From “The Case Against Romney: At Heart, He’s a Delusional One-Percenter,” Jonathan Chait, New York Magazine:
“The election offers Romney his moment of maximal leverage over his party’s right-wing base. If he actually wanted to cut a budget deal along the lines of Bowles-Simpson, or replace Dodd-Frank with some other way of preventing the next financial crisis, or replace Obamacare with some other plan to cover the uninsured, there would be no better time to announce it than now, when he could sorely use some hard evidence of his moderation. He has not done so — either because he does not want to or because he fears a revolt by the Republican base. But if he fears such a revolt now, when his base has no recourse but to withhold support and reelect Obama, he will also fear it once in office, when conservatives could oppose him without making their worst political nightmare come true as a result.
“And so the reality remains that a vote for Romney is a vote for his party — a party that, by almost universal acclimation utterly failed when last entrusted with governing. … But his party has, unbelievably, grown far more extreme in the years since Bush departed.
“Economists have coalesced around aggressive monetary easing in order to pump liquidity into a shocked market; Republicans have instead embraced the gold standard and warned incessantly of imminent inflation, undaunted by their total wrongness. In the face of a consensus for short-term fiscal stimulus, they have turned back to ancient Austrian doctrines and urged immediate spending cuts. In the face of rising global temperatures and a hardening scientific consensus on the role of carbon emissions, their energy plan is to dig up and burn every last molecule of coal and oil as rapidly as possible. Confronted by skyrocketing income inequality, they insist on cutting the top tax rate and slashing — to levels of around half — programs like Medicaid, food stamps, and children’s health insurance. They refuse to allow any tax increase to soften the depth of such cuts and the catastrophic social impact they would unleash.
“The last element may be the most instructive and revealing. The most important intellectual pathology to afflict conservatism during the Obama era is its embrace of Ayn Rand’s moral philosophy of capitalism. Rand considered the free market a perfect arbiter of a person’s worth; their market earnings reflect their contribution to society, and their right to keep those earnings was absolute. Politics, as she saw it, was essentially a struggle of the market’s virtuous winners to protect their wealth from confiscation by the hordes of inferiors who could outnumber them.

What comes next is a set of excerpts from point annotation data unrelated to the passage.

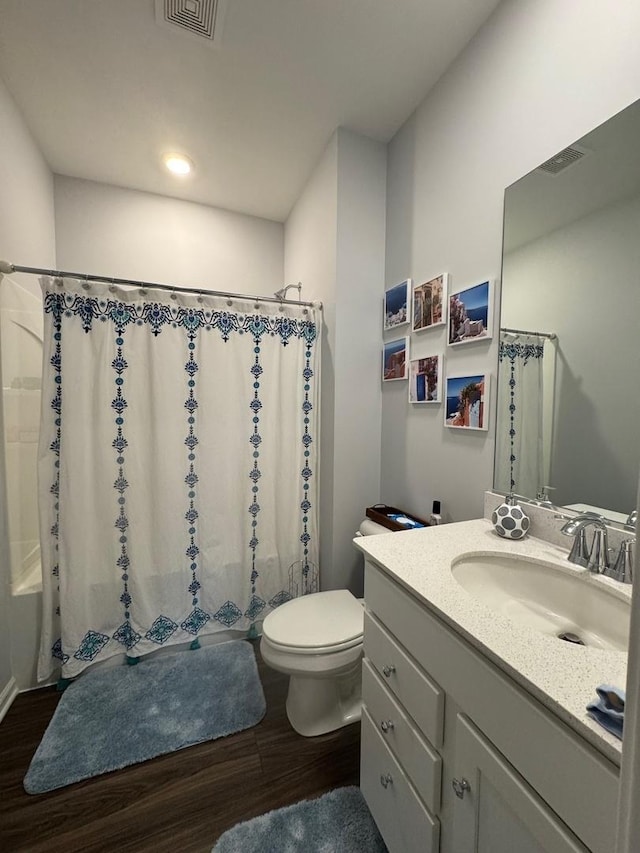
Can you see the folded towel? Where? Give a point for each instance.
(609, 709)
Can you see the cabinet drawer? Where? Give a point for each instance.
(403, 821)
(422, 698)
(419, 761)
(532, 739)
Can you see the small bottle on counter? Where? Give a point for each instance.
(435, 517)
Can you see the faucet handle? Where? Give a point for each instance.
(599, 555)
(579, 554)
(622, 570)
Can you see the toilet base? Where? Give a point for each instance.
(316, 706)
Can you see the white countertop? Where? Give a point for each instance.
(561, 675)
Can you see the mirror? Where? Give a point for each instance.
(568, 399)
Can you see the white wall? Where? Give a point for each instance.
(585, 277)
(27, 237)
(310, 248)
(334, 244)
(539, 75)
(128, 234)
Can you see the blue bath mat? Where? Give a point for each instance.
(111, 718)
(338, 822)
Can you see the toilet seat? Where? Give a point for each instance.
(321, 623)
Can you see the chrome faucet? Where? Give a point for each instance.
(622, 569)
(596, 557)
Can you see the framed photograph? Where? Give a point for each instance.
(394, 359)
(397, 305)
(425, 379)
(429, 303)
(467, 401)
(470, 312)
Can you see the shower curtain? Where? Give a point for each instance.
(519, 441)
(178, 483)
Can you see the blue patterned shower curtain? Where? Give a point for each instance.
(520, 462)
(178, 479)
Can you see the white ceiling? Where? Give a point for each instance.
(105, 90)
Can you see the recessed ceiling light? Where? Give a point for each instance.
(178, 164)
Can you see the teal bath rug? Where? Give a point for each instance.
(111, 718)
(338, 822)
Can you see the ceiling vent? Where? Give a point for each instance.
(199, 18)
(560, 162)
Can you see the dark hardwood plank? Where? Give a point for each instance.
(181, 801)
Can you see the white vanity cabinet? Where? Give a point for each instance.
(457, 757)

“Paul Ryan, a figure who (unlike Romney) commands vast personal and ideological loyalty from the party, is also its most famous Randian. … But the Randian toxin has spread throughout the party. It’s the basis of Ryan’s frequently proclaimed belief that society is divided between ‘makers’ and ‘takers.’ It also informed Romney’s infamous diatribe against the lazy, freeloading 47 percenters. It is a grotesque, cruel, and disqualifying ethical framework for governing.” Emphasis added.
Mitt will disappear after the election, he won’t be the leader of the GOP. For the foreseeable future, Ayn Rand will be. At the time of the Great Depression, the concern was that our republic could be destroyed by the left. So we got the New Deal. I worry that our republic could be destroyed by the right if we get Paul Ryan’s Road Map.